As the challenges with FMT illustrate, progress is slow going from identifying associations to developing accurate and reliable methods for analyzing the gut microbiome and creating safe and effective clinical treatments.

“Although we are starting to tap into a lot of potential in the gut microbiome space, it is still a long and nebulous road to achieving true clinical impact,” said Braden Tierney, a computational biologist and doctoral candidate at Harvard Medical School. His recent work posted on the preprint server bioRxiv found that the genetic signature of gut microbes was 20% better than their own genes at discriminating between healthy and diseased individuals. The microbiome also outperformed by 50% association studies predicting whether an individual had colorectal cancer.
“A big challenge is getting from correlation to causality and figuring out mechanisms for how microbes are actually affecting our health,” he added.
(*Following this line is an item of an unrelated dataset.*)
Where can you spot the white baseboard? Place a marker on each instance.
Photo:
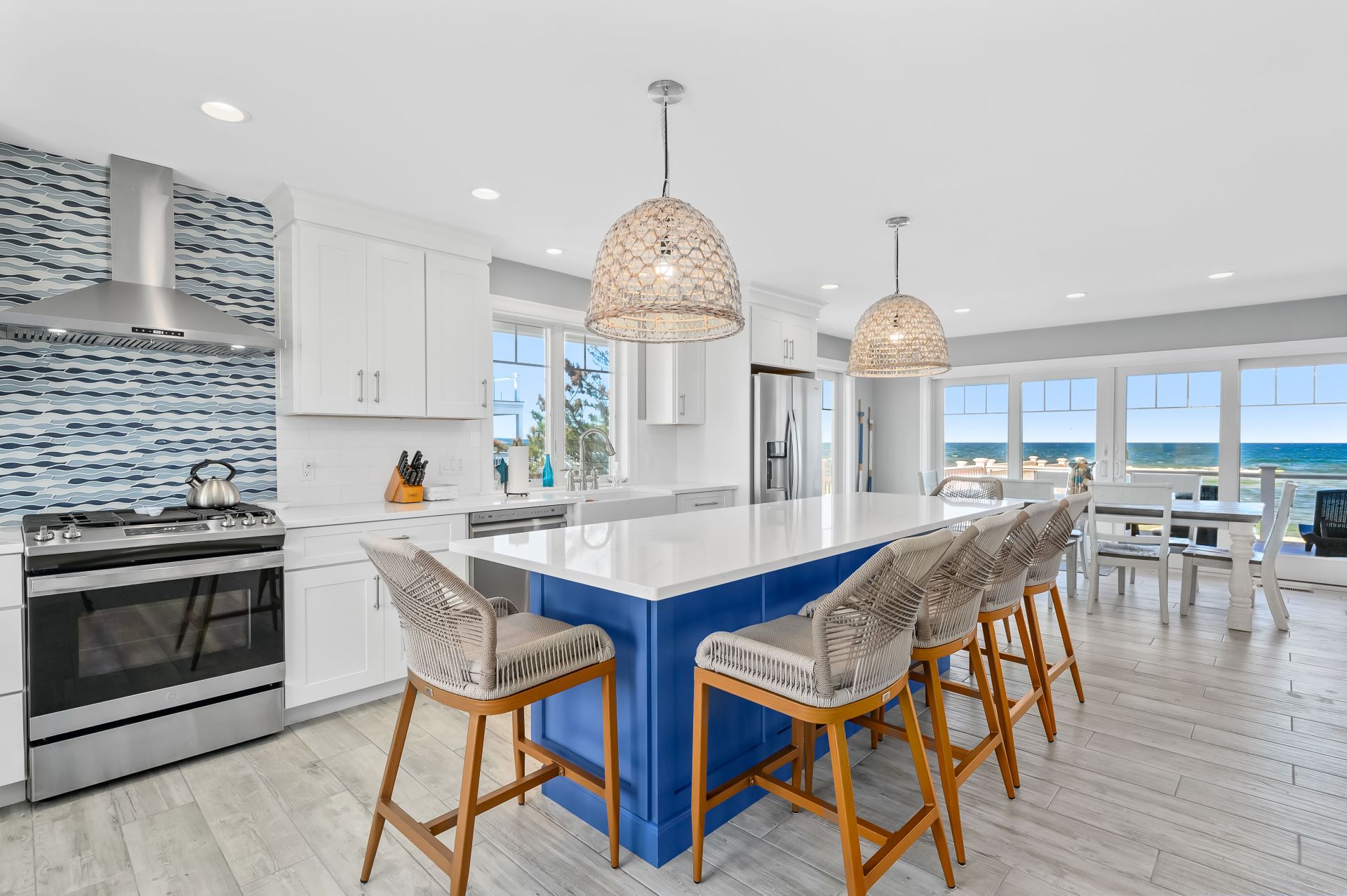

Melby agreed that metabolomic and proteomic analyses of microbiome function will be key to making this research applicable to clinical settings. “Big data analysis and modeling is also going to be critical as it is not a particular organism or a particular metabolite, but a consortium of organisms that determine health or non-health,” she noted.

Methodological variation poses another challenge. “There are so many different methods and ap-proaches you can take to analyze data that if you put them side-by-side, you could end up with varying results,” said Tierney. Since microbiome cohorts are relatively homogenous and limited in number, it is difficult to decide which observations are generalizable to larger patient populations across different geographical locations, he added.

Despite these hurdles, the promise of microbiome-based clinical tests in predicting, diagnosing, and treating diseases bodes well for the future of personalized medicine.

Pranali P. Pathare, PhD, is a medical writer and editor in St. Louis.